1.4 GitHub Structure

1.4.1 Project Repository Structure

The structure of each emlab repository on GitHub will likely vary depending on the needs of the project, but the following structure is suggested as a starting point.

A documents (or docs) folder may be useful for storing code files that are used to generate text-based documents or presentations. Types of files that might live here include things like markdown files.

A results folder may be useful for storing plots or other types of results generated by the project. Some discretion needs to be used here, as some results may actually be considered to be “processed” or “output” data. However, results in the form of figures or workspace image files might live here.

A scripts folder may be useful for storing the code files that do everything from processing the raw data to running the analysis and generating outputs.

A functions folder may be useful for storing the code files in which functions that are used by many scripts many be stored.

Different types of projects may require more or fewer folders and these are only meant to act as suggestions.
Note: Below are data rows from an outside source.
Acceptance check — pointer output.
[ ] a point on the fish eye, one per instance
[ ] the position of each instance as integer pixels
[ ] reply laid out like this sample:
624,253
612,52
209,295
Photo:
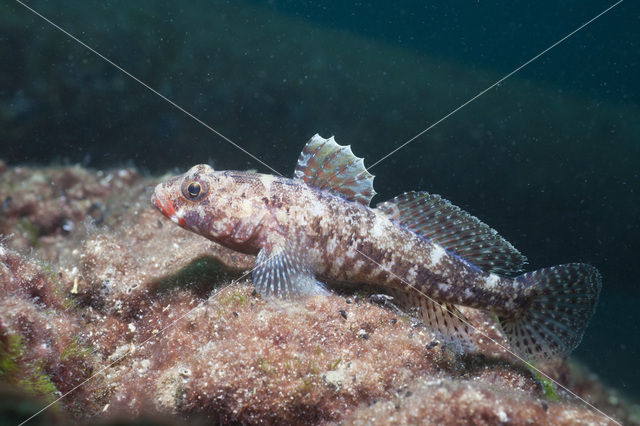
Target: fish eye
193,190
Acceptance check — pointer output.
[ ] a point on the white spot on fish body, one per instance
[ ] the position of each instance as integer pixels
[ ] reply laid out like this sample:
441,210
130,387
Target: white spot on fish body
379,229
267,180
436,255
491,281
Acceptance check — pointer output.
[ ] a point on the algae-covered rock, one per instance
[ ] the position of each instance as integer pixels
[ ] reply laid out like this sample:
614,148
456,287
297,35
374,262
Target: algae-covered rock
129,316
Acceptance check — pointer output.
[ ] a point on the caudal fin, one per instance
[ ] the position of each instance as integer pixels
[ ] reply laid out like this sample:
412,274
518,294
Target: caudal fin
563,299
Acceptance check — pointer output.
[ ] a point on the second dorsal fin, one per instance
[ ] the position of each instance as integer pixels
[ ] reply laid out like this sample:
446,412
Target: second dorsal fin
436,219
323,164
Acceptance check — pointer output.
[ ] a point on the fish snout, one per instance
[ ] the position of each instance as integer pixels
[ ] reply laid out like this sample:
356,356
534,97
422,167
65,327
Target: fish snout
164,204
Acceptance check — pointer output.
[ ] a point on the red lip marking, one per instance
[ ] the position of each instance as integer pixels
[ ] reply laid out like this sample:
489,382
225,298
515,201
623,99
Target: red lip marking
167,209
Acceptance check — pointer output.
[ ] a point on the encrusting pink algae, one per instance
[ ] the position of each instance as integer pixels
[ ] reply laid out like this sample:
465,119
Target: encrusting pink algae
140,319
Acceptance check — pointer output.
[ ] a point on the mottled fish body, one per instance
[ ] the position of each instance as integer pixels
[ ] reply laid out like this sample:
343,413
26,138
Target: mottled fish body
319,226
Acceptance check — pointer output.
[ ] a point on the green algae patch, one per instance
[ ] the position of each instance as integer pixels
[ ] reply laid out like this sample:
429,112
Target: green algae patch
202,274
549,390
17,370
75,350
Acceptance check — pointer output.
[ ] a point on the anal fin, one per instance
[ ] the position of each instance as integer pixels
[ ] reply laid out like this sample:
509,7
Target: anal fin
444,319
285,272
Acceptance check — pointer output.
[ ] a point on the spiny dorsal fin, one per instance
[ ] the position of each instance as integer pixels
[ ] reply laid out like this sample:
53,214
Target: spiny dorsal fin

Regardless, the structure of the repository should be sufficiently organized such that it can be easily navigated and understood by others by the time the project is completed.

1.4.2 A repo inside a repo

Sometimes, a project may have more than one paper or analysis sections. On some corner scenarios, we might want to have multiple “paper folders” within a “project folder”. This would imply that we will have a repo inside a repo. If that is something that makes sense for you, your project, and your team, then git submodules are your solution. If you want to read more on when / how to use submodules, visit the documentation page here.

Including submodules in your workflow is simple. Here’s an example. you are working on a big project called “Blue Future”. The project has six PIs, 13 Research Specialists, two PostDocs, and three PhD Students. After a long kick-off meeting, the team realizes that the project will produce two papers and a ShinyApp. You are all determined to keep everything on the same folder, but correctly categorized and organized. As such, you go to GitHub and create the following four repositories:

  • Blue Future
  • Paper 1
  • Paper 2
  • ShinyApp

You’ll clone the Blue Future repo into your comuter, using the usual:

git clone https://github.com/emlab-ucsb/BlueFuture.git

Now, instead of cloning the repos for each paper and the app into their own folder, you’ll navigate into your local BlueFuture folder. Then, instead of cloning them there, you can just do:

git submodule add https://github.com/emlab-ucsb/Paper1.git

This will clone the Paper 1 repo, but not without first telling the BlueFuture repo about it (just so that you don’t end up tracking things twice). You can repeat the operation for Paper2 and ShinyApp. That’s it!